Last month, I got a used Jet 1014 lathe. I really like it for turning pens. I turn the pen blanks on the Jet and then finish them on my 1950's Craftsman lathe.


----------



## Schroedc (Feb 19, 2014)

For small turning if you aren't doing a ton of it, even the Excelsior lathe form Rockler isn't too bad, I turned about 4,000 pens before I had to do bearings in it. and I still use it for wet sanding and polishing after upgrading to a Delta variable speed benchtop.


----------



## Mike Caffery (Feb 20, 2014)

ironman123 said:


> I don't know anything about Jet lathes.  I went the economy route and got a HF 10 X 18 about 2 years ago and really like it. Have to change belt positions by hand though.
> 
> Ray


Thanks Ray.


----------



## Mike Caffery (Feb 20, 2014)

ironman123 said:


> I don't know anything about Jet lathes. I went the economy route and got a HF 10 X 18 about 2 years ago and really like it. Have to change belt positions by hand though.
> 
> Ray


Thanks Ray.


Schroedc said:


> For small turning if you aren't doing a ton of it, even the Excelsior lathe form Rockler isn't too bad, I turned about 4,000 pens before I had to do bearings in it. and I still use it for wet sanding and polishing after upgrading to a Delta variable speed benchtop.


Thank you.


----------



## Mike Caffery (Feb 20, 2014)

Karl_99 said:


> Last month, I got a used Jet 1014 lathe. I really like it for turning pens. I turn the pen blanks on the Jet and then finish them on my 1950's Craftsman lathe.


Thanks Karl.


----------



## ironman123 (Feb 20, 2014)

Another note on the HF 10X18. When you need more length, you can get the Rockler Bed Extension for their Excelsior lathe and add 20 inches more length.

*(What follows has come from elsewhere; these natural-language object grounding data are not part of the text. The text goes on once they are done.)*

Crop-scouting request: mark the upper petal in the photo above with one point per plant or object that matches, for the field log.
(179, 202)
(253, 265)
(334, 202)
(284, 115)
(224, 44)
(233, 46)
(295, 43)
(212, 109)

Bolts right up.

Ray

Reactions: Informative 1


----------



## wyowoodwrker (Feb 23, 2014)

A lot of people talk badly about HF tools.... and while the majority aren't much good. I have both sizes of Lathes they make and they are Basically Jet knock offs... Now not having known anything else really other then my Grandfathers Shop Smith like them. They do what you need them to do.... spin wood. IMO


----------



## Mike Mills (Feb 23, 2014)

I can't really give any feedback on the Jet but all I have read is good.
You also may want to look at the Nova Comet2. Two inch more throw, two inches longer between centers, and 3/4HP compared to the Jet 1/2.
Electronic speed control over three ranges and reverse.
I purchased one for my daughter about a year ago and so far no problems at all.
Tools Plus has it on sale for $485 with free shipping.
http://www.tools-plus.com/nova-lathes-46300.html


----------



## Mike Caffery (Feb 24, 2014)

Thanks Mike.


----------